Paraty est considéré comme un petit joyau de la côte brésilienne. Au XVIIIème siècle, elle faisait la jonction entre le Portugal et la région extractiviste du Minas Gerais. L’or et les diamants transitaient par son port. Riche et fréquentée pendant plus d’un siècle, des églises et de belles demeures coloniales furent bâties au bord de mer. Suite à l’abolition de l’esclavage et à l’ouverture d’une ligne de chemin de fer plus en amont, la ville fut coupée du commerce local et sombra dans l’oubli pendant presque cent ans… Paraty fut « redécouverte » dans les années 1950, avec un centre historique miraculeusement préservé. Les locaux ont retapé l’ensemble en respectant le style d’époque, à tel point que la bourgade sert régulièrement de décor pour des films historiques.

En plein après-midi : seuls au monde... 

Ici les ruelles en damier sont pavées et interdites aux véhicules, permettant à toute heure une balade paisible. Si la ville est relativement endormie la journée, soleil tapant oblige, elle se remplit et s’agite comme une ruche au coucher du soleil. Alors, les touristes affluent, les bars ouvrent leurs portes et les restaurants sortent leurs tables. Un vendeur de crêpes, un fabriquant de bijoux, un pilote de lancha se mêlent au décor, alpaguant le quidam pour lui faire profiter de ses services.

Nous passons la dernière heure de soleil à longer la plage jusqu’à l’emplacement d’un ancien fortin, construit par les Portugais pour protéger la zone des attaques de pirates (vade retro jacksparo !). Si la maison contemporaine renferme un mini-musée sur l’histoire de la ville, on aperçoit deçà-delà d’anciennes murailles et les canons fossilisés, tournés vers la mer.

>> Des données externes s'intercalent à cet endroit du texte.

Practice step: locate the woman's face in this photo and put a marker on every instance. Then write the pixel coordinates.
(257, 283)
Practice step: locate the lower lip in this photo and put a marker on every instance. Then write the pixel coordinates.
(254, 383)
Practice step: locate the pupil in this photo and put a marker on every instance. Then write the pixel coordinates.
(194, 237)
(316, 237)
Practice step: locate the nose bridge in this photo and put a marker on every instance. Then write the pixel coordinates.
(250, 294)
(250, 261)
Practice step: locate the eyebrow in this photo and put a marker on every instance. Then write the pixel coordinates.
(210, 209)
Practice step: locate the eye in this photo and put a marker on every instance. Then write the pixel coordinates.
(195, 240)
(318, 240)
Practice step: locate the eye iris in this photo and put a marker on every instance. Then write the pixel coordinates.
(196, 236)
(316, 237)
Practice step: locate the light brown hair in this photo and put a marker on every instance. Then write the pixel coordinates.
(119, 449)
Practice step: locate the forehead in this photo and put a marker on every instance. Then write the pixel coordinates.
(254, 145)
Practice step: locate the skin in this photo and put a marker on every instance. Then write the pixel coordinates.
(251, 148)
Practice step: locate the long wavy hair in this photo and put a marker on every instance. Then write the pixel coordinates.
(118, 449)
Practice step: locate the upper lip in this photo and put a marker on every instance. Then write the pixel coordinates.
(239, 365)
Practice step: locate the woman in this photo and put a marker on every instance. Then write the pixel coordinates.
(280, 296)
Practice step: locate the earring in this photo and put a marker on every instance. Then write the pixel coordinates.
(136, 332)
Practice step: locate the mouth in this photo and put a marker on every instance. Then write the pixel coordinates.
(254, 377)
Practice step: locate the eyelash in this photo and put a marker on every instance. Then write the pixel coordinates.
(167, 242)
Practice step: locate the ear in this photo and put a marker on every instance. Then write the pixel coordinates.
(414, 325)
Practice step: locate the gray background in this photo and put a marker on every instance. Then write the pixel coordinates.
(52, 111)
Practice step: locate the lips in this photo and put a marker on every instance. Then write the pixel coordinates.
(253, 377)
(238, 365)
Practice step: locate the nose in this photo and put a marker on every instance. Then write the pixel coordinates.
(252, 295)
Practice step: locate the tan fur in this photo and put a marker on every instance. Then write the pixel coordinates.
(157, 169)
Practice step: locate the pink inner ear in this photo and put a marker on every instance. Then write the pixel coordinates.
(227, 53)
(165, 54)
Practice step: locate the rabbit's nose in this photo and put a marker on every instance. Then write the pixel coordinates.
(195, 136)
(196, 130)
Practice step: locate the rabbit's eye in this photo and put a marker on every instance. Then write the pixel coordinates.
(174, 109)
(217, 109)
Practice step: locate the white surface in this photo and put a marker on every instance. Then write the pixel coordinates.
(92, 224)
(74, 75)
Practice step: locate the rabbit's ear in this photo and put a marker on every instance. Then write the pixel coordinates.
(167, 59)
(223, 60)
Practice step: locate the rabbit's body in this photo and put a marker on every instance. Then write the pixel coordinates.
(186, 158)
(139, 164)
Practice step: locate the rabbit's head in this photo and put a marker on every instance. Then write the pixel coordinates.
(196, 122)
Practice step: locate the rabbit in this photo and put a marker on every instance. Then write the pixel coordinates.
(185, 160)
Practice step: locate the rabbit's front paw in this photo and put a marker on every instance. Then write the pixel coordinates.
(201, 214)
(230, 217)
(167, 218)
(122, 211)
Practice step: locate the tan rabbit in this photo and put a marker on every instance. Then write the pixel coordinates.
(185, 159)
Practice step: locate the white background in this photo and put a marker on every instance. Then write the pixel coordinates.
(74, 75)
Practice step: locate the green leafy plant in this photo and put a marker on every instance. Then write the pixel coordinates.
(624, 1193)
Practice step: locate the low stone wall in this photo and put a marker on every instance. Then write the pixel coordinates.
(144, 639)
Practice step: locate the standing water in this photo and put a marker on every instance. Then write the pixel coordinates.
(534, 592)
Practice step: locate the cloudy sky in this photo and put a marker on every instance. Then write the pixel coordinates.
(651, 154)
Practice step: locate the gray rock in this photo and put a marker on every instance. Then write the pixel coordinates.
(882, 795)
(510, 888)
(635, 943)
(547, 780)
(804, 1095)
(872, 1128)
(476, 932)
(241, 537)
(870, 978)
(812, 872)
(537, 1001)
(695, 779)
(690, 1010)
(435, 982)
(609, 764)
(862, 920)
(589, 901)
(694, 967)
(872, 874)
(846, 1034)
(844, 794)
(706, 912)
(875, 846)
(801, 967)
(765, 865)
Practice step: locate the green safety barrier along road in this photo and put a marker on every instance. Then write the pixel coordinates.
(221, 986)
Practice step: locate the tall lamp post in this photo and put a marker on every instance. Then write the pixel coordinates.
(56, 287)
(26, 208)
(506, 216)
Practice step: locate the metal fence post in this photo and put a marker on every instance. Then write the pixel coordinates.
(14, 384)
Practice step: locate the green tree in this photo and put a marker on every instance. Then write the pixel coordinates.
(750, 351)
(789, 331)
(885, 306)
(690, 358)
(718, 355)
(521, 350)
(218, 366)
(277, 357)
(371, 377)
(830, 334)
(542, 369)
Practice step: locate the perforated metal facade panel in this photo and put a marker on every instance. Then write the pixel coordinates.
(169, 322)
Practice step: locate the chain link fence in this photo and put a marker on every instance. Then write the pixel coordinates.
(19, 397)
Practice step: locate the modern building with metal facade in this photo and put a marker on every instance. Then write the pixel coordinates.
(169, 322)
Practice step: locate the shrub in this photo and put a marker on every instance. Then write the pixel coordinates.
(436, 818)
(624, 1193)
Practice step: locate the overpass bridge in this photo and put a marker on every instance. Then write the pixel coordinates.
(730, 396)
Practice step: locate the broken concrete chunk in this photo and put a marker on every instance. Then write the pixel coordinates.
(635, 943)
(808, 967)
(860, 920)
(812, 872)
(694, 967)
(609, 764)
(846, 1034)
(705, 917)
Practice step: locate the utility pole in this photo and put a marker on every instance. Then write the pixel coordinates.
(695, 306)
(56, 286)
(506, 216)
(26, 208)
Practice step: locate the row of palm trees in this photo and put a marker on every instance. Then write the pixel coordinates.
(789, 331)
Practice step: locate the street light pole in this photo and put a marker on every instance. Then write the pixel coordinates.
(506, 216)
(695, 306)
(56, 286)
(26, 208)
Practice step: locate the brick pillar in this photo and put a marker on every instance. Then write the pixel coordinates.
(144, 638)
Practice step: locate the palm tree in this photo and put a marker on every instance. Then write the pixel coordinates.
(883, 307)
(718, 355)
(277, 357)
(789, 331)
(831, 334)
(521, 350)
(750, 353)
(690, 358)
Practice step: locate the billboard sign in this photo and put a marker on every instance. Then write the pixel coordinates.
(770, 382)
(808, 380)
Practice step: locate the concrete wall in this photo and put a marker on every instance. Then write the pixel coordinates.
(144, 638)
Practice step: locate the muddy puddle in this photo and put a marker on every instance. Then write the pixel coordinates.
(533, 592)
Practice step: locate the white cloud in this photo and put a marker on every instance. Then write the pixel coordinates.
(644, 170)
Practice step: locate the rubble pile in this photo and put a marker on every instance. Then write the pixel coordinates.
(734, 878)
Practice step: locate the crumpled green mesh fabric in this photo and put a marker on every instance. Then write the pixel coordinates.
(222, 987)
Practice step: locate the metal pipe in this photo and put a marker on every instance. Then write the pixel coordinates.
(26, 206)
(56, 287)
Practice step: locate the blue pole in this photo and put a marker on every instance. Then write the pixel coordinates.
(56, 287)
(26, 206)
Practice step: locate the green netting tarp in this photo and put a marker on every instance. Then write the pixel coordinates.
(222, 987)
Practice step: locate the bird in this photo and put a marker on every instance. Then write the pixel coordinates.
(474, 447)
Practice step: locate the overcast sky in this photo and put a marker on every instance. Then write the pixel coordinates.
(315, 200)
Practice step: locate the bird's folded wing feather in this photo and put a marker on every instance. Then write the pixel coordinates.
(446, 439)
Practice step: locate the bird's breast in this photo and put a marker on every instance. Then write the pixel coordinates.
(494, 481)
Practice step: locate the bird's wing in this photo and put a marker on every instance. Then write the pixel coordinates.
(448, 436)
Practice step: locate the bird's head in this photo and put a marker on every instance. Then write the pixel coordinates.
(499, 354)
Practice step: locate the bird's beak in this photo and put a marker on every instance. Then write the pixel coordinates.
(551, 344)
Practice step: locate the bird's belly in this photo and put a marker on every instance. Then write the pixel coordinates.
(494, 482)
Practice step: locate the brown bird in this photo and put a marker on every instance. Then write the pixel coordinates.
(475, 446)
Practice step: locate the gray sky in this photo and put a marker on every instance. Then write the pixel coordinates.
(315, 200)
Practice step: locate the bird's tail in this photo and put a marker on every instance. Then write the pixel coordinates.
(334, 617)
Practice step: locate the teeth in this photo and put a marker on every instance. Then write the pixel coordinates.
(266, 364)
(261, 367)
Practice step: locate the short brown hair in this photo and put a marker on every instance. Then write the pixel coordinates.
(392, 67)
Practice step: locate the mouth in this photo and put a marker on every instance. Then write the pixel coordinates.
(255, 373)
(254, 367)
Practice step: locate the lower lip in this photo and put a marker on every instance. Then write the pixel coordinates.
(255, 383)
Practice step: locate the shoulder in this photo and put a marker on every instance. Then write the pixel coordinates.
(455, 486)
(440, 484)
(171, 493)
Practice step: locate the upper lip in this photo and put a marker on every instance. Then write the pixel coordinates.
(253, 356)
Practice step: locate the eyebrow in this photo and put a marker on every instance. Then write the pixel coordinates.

Après avoir englouti des délicieux churros fourrés au doce de leite, nous profitons en soirée d’une visite guidée gratuite organisée par la mairie. Pendant 1h30, une dame nous baladera de rue en rue, en nous expliquant l’histoire de la ville, les symboles des maisons (des gravures sur les murs des maisons réalisées par des francs-maçons européens venus se réfugier là, des ananas de céramique aux balcons symboles de richesse…), ou les fonctions des différentes églises (une pour les dames de l’aristocratie, une pour les esclaves noirs…).

Nous concluons la journée au restaurant. Chose surprenante : il fait assez froid le soir à Paraty ! N’oublions qu’on est en plein hiver ici. Pour dormir, nous sortons déjà nos sous-couches thermiques que l’on pensait réserver à la région montagneuse du Minas Gerais. Brr !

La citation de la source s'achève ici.